Dois assuntos sensíveis que o governo está enfrentando em 2021 e deverá continuar em 2022 são as tarifas de energia elétrica e os preços dos combustíveis.

O crescimento das tarifas de energia elétrica vem trazendo preocupações desde o ano passado, quando, em razão da pandemia, o governo não teve alternativa senão postergar os reajustes das tarifas, e para isso criou a “Conta Covid”, em que as distribuidoras recorreram a empréstimos bancários. A Conta Covid alcançou o valor de R$ 15,3 bilhões, possibilitando diluir em cinco anos os impactos que seriam repassados aos consumidores em 12 meses.

No início de 2021, ainda com a preocupação de as tarifas não sofrerem reajustes superiores a dois dígitos, a Aneel diferiu o pagamento das tarifas da usina de Itaipu, que são dolarizadas, e também o pagamento da parcela B a que as distribuidoras têm direito no momento das suas revisões tarifárias, entre outras medidas.

Apesar de todo esse esforço da Aneel, a pressão tarifária continua, por causa do quadro hidrológico adverso em 2021 e, possivelmente, em 2022. Este cenário, em que o governo está sendo obrigado a ligar térmicas a óleo, mais caras, já levou a Aneel a elevar a bandeira tarifária vermelha nível 2 em 52%. Outra pressão é o IGP-M, indexador da parcela B nos reajustes dos contratos antigos de 14 distribuidoras, em que o acumulado dos últimos 12 meses é de 35,8%.

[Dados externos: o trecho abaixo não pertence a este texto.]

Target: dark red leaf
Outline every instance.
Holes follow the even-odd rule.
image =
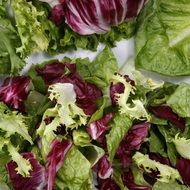
[[[105,33],[126,19],[136,17],[144,0],[66,0],[66,23],[81,35]]]
[[[163,157],[158,153],[152,153],[152,152],[149,153],[149,158],[157,162],[160,162],[161,164],[170,165],[169,159],[167,157]],[[157,181],[159,174],[160,172],[158,170],[157,171],[153,170],[151,173],[147,173],[146,175],[152,178],[152,183],[155,183]]]
[[[157,162],[160,162],[161,164],[170,165],[169,159],[167,157],[162,156],[159,153],[151,152],[148,155],[151,160],[155,160]]]
[[[155,116],[162,118],[162,119],[166,119],[166,120],[170,121],[171,123],[175,124],[182,131],[184,130],[185,119],[179,117],[176,113],[174,113],[169,106],[162,105],[162,106],[158,106],[158,107],[149,107],[148,109]]]
[[[17,164],[13,161],[9,162],[6,166],[14,190],[43,190],[46,186],[44,167],[40,165],[34,154],[31,152],[22,153],[22,156],[32,165],[30,177],[22,177],[20,174],[17,174],[17,171],[15,170]]]
[[[46,164],[47,190],[53,190],[56,172],[62,166],[65,155],[71,146],[72,142],[69,140],[62,140],[61,142],[57,140],[52,141]]]
[[[127,82],[129,82],[132,86],[135,86],[135,82],[133,80],[131,80],[128,75],[125,75],[124,77]],[[114,106],[117,105],[115,94],[121,94],[124,92],[124,90],[125,90],[125,87],[122,83],[117,83],[117,84],[111,83],[110,98],[112,101],[112,105],[114,105]]]
[[[111,178],[108,179],[98,178],[97,188],[99,190],[120,190],[119,186]]]
[[[190,186],[190,160],[180,158],[176,163],[176,168],[179,171],[184,183]]]
[[[12,108],[25,112],[24,101],[28,95],[29,84],[29,77],[7,77],[0,87],[0,101]]]

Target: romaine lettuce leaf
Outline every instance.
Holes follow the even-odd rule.
[[[63,166],[57,173],[55,186],[58,189],[93,189],[91,164],[77,147],[72,146],[67,153]]]
[[[117,114],[109,124],[110,132],[106,135],[109,159],[112,162],[120,142],[132,125],[132,120],[126,114]]]
[[[175,189],[175,190],[189,190],[189,187],[185,186],[185,185],[180,185],[177,182],[174,183],[163,183],[160,181],[157,181],[152,190],[160,190],[160,189],[164,189],[164,190],[171,190],[171,189]]]
[[[160,74],[190,74],[190,2],[150,0],[137,22],[136,67]]]
[[[74,130],[73,131],[73,142],[76,146],[85,146],[91,141],[90,135],[84,130]]]
[[[161,164],[157,161],[151,160],[148,155],[144,155],[140,152],[136,152],[133,156],[134,162],[138,167],[142,167],[145,172],[151,173],[152,171],[159,171],[157,180],[164,183],[172,183],[175,180],[182,181],[179,172],[165,164]]]
[[[21,45],[18,33],[6,16],[6,1],[0,3],[0,74],[18,74],[24,62],[16,53]]]
[[[105,47],[92,63],[85,61],[81,65],[76,61],[76,65],[81,76],[100,89],[109,86],[113,75],[119,71],[117,60],[109,47]]]
[[[173,139],[176,150],[178,153],[186,159],[190,160],[190,139],[186,139],[185,137],[179,137],[179,134],[175,136]]]
[[[38,51],[54,51],[59,36],[56,26],[47,18],[46,10],[40,10],[26,0],[11,1],[22,45],[17,52],[22,58]]]
[[[16,133],[33,144],[28,133],[27,117],[17,111],[10,111],[3,103],[0,103],[0,129],[6,132],[6,138]]]
[[[167,100],[167,104],[180,117],[190,117],[190,84],[180,84]]]

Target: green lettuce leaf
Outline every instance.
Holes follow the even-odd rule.
[[[73,142],[76,146],[85,146],[91,141],[89,134],[85,130],[73,131]]]
[[[179,134],[175,136],[173,139],[176,150],[178,153],[186,159],[190,159],[190,139],[186,139],[185,137],[179,137]]]
[[[113,180],[119,186],[120,190],[128,190],[128,188],[123,184],[121,172],[119,170],[114,169]]]
[[[58,189],[93,189],[91,164],[77,147],[72,146],[67,153],[63,166],[57,172],[55,186]]]
[[[180,185],[179,183],[175,182],[175,183],[162,183],[160,181],[157,181],[152,190],[160,190],[160,189],[164,189],[164,190],[171,190],[171,189],[175,189],[175,190],[189,190],[189,187],[185,186],[185,185]]]
[[[112,29],[106,34],[93,34],[82,36],[72,31],[66,24],[60,30],[63,30],[63,36],[60,40],[60,48],[64,50],[73,50],[77,48],[96,51],[99,43],[104,43],[109,47],[115,47],[116,42],[122,39],[128,39],[135,33],[136,21],[130,20],[124,22]]]
[[[180,117],[190,117],[190,84],[182,83],[167,100],[167,104]]]
[[[0,158],[0,189],[4,188],[5,190],[7,190],[7,184],[10,184],[10,181],[5,165],[11,160],[11,157],[6,152],[0,151]]]
[[[131,167],[133,176],[134,176],[134,182],[137,185],[142,185],[142,186],[150,186],[145,179],[144,179],[144,172],[142,170],[139,170],[137,166],[132,166]]]
[[[135,94],[135,87],[128,83],[124,76],[121,76],[119,74],[112,77],[112,82],[113,84],[122,83],[125,87],[123,93],[116,94],[116,100],[119,105],[120,113],[127,114],[132,119],[146,119],[149,121],[150,116],[148,115],[143,102],[140,99],[132,99],[132,101],[129,102],[130,95]]]
[[[164,183],[172,183],[175,182],[176,179],[182,181],[181,176],[176,169],[151,160],[148,155],[136,152],[133,156],[133,160],[139,168],[143,168],[147,173],[151,173],[152,171],[159,171],[159,174],[157,176],[158,181]]]
[[[85,158],[91,163],[91,167],[93,167],[102,156],[104,156],[105,152],[102,148],[93,145],[87,144],[82,149],[80,149]]]
[[[179,133],[179,131],[174,128],[174,126],[172,128],[169,126],[158,126],[158,129],[165,138],[168,158],[170,159],[171,164],[175,166],[178,158],[178,153],[172,140],[174,139],[175,135]]]
[[[39,51],[56,50],[57,27],[47,18],[46,10],[38,11],[32,2],[26,0],[11,1],[22,45],[17,52],[22,58]]]
[[[48,154],[49,146],[56,138],[57,127],[61,124],[68,128],[75,129],[87,123],[87,115],[76,105],[76,93],[70,83],[55,83],[48,88],[49,98],[56,104],[53,108],[48,108],[42,118],[42,122],[37,129],[37,134],[42,138],[42,155],[45,158]],[[45,119],[53,118],[51,123],[46,125]],[[75,139],[76,140],[76,139]]]
[[[190,74],[190,2],[150,0],[137,22],[136,67],[169,76]]]
[[[150,152],[155,152],[161,154],[162,156],[166,156],[163,138],[159,135],[158,131],[153,129],[154,127],[151,127],[150,137],[148,139]]]
[[[27,117],[17,111],[10,111],[3,103],[0,103],[0,129],[6,132],[7,138],[16,133],[33,144],[28,133]]]
[[[18,139],[17,135],[19,135],[23,140],[33,144],[32,138],[28,133],[27,121],[27,117],[17,111],[10,111],[5,104],[0,103],[0,152],[4,148],[7,149],[8,155],[17,164],[17,173],[24,177],[29,176],[29,171],[32,169],[31,164],[19,154],[20,144],[13,143],[13,141],[14,138]]]
[[[108,87],[113,75],[119,71],[117,60],[109,47],[105,47],[92,63],[85,61],[81,65],[80,61],[76,61],[76,64],[81,76],[100,89]]]
[[[0,4],[0,74],[18,74],[24,62],[16,53],[21,45],[18,33],[6,15],[6,1]]]
[[[109,124],[110,132],[106,135],[110,162],[113,161],[120,142],[132,126],[132,120],[126,114],[117,114]]]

No caso dos combustíveis, em particular da gasolina, do diesel e o botijão de gás, as pressões sobre os preços neste segundo semestre de 2021 devem continuar. Isso por causa de dois fatores. O primeiro é o preço do barril de petróleo, que já está em torno de US$ 70. Mesmo com a Opep anunciando um aumento para os próximos cinco meses de 400 mil barris ao dia, dependendo do nível da retomada econômica, a tendência continuará sendo de preços em alta. O fato é que teremos um semestre com muitas especulações em torno do preço do barril.

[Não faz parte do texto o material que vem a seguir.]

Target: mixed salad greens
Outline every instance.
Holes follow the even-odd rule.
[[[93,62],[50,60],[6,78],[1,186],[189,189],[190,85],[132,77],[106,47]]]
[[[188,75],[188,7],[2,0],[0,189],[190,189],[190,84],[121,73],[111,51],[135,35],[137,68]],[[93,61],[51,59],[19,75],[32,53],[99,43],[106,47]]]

O segundo fator é a taxa de câmbio, que neste início do ano pressionou muito os preços dos combustíveis. Isso, provavelmente, continuará em razão das eleições, que por enquanto se apresentam de forma muito polarizada, o que implica uma tendência de depreciação do real ante o dólar.

Diante deste cenário de aumentos das tarifas de energia elétrica e do preço dos combustíveis, será possível o atual governo não repetir os erros dos governos anteriores, praticando a política do populismo em relação a esses temas?

Uma coisa precisa ser dita: até agora no governo Bolsonaro não houve a prática de populismo em relação às tarifas de energia elétrica nem tampouco nos preços dos combustíveis. Ao contrário, com a crise hídrica as tarifas de energia elétrica estão subindo, mostrando ao consumidor que fontes de energia mais caras estão sendo despachadas, e, no caso dos combustíveis, a gestão da Petrobras tem tido autonomia para que os preços sigam a tendência do mercado internacional e da taxa de câmbio, mantendo assim a paridade na importação.

O que esperar e o que fazer? Esperamos que o governo não ceda à tentação do populismo e não copie a gestão petista de subsidiar as tarifas de energia elétrica e os preços dos combustíveis, o que causou prejuízos gigantescos à Eletrobras e à Petrobras. No fim do dia, quem pagou a conta foi o consumidor brasileiro.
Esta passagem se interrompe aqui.